Ingredient hub
Milk Shakes, Thick Vanilla
Thick vanilla milkshake is an aerated, semi-viscous dairy blend with a density of only 0.960 g/ml, meaning it is lighter than water due to the air whipped into it during blending. One US cup weighs approximately 227 g and a tablespoon about 14.2 g, which is significantly less than the same volume of whole milk. This below-water density matters when scaling milkshake-based recipes for ice cream cakes, frozen desserts, or flavored frostings where the trapped air affects both weight and final texture.
What is Milk Shakes, Thick Vanilla?
Thick vanilla milkshake is an aerated, semi-viscous dairy blend with a density of only 0.960 g/ml, meaning it is lighter than water due to the air whipped into it during blending. One US cup weighs approximately 227 g and a tablespoon about 14.2 g, which is significantly less than the same volume of whole milk. This below-water density matters when scaling milkshake-based recipes for ice cream cakes, frozen desserts, or flavored frostings where the trapped air affects both weight and final texture.
Volume measurements can drift because settling, packing, and texture change the amount of ingredient inside the same spoon or cup. When gram values look surprising, structure is usually the reason rather than an error. Use the same fill method each time and verify by weight.
Chef note:Chef-level consistency starts when one reference cup is matched to a gram baseline.
Quick convert
- US cup = 236.588 mL
- 1 tbsp = 14.787 mL
- 1 tsp = 4.929 mL
Kitchen Conversion Chart
Cups, tbsp, tsp, mL and oz — all in one printable reference for oils, liquids, dairy and sauces.
Dairy specifics
Dairy products (milk, cream, yogurt, cheese) have different fat and water percentages. Volume hides these differences; weight keeps sauces, batters, and doughs consistent.

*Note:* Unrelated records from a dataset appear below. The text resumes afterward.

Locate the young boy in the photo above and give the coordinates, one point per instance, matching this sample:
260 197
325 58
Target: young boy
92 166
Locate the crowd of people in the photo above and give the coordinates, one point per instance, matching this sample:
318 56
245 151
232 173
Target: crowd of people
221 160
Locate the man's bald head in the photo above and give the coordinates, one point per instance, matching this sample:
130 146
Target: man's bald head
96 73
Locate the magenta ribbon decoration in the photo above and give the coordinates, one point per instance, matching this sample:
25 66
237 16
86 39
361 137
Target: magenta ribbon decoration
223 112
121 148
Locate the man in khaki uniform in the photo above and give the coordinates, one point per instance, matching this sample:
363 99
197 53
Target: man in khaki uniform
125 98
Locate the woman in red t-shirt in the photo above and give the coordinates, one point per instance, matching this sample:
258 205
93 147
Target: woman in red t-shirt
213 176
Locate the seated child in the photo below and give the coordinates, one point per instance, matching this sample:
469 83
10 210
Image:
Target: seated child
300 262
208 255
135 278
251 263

- Fat content shifts density; pick the correct milk/cream/fat level if variants exist.
- For cheese, shredded vs grated vs cubed changes volume—prefer grams.
FAQ
- Why does a thick vanilla milkshake weigh less than the same volume of milk?
- At 0.960 g/ml, a thick vanilla milkshake is lighter than water because the blending process incorporates air bubbles throughout the mixture, reducing its overall density so that one cup weighs only about 227 g compared to roughly 244 g for whole milk.

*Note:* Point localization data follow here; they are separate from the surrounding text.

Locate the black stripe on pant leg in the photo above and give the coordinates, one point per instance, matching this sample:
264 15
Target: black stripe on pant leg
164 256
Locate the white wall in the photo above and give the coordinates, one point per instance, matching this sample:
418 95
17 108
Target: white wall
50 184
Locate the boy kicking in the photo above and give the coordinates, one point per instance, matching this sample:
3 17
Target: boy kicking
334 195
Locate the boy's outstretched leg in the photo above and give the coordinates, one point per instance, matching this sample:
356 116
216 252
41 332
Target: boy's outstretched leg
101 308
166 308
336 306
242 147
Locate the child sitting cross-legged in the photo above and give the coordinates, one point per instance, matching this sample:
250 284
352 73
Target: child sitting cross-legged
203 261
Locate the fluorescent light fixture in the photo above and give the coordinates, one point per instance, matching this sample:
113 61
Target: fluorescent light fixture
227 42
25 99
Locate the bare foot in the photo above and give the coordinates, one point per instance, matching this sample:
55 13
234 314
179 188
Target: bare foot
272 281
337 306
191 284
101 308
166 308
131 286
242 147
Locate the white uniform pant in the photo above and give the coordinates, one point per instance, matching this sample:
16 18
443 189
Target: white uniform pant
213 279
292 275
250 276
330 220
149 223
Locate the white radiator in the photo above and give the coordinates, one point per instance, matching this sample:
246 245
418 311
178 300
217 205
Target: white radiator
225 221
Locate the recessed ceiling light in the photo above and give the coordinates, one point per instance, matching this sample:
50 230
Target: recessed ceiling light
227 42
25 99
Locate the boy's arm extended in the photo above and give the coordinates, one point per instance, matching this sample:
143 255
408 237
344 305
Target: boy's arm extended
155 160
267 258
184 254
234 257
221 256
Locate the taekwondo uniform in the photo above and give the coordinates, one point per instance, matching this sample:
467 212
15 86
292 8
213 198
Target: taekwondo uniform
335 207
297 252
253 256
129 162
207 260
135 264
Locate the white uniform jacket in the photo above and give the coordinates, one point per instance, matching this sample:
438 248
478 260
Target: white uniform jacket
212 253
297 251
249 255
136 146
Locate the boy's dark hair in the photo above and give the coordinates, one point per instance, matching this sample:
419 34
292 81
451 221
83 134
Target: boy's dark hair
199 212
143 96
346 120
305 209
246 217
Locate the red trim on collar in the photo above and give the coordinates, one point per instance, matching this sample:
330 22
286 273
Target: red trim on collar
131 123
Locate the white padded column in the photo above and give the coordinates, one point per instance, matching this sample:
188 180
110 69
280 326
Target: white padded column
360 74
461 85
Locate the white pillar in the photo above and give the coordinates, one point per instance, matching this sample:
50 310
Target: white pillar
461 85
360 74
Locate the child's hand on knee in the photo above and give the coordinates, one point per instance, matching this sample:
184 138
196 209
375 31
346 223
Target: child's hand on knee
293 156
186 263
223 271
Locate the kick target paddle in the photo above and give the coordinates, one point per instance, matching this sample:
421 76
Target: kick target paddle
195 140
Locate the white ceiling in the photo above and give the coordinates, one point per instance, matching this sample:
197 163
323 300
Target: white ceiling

- How does the aerated density of vanilla milkshake affect baking recipes?
- Because the milkshake contains trapped air at 0.960 g/ml, using it as a liquid ingredient by volume in cake or pancake batters will deliver less actual dairy mass than expected, potentially requiring you to measure by weight or add extra liquid to reach the intended hydration level.
- Will a thick vanilla milkshake thicken or thin out when used in frozen desserts?
- When frozen, the air incorporated in the milkshake at its 0.960 g/ml density helps create a softer, scoopable texture similar to soft-serve ice cream, but if the shake melts and is refrozen it loses that air and becomes a denser, icier block.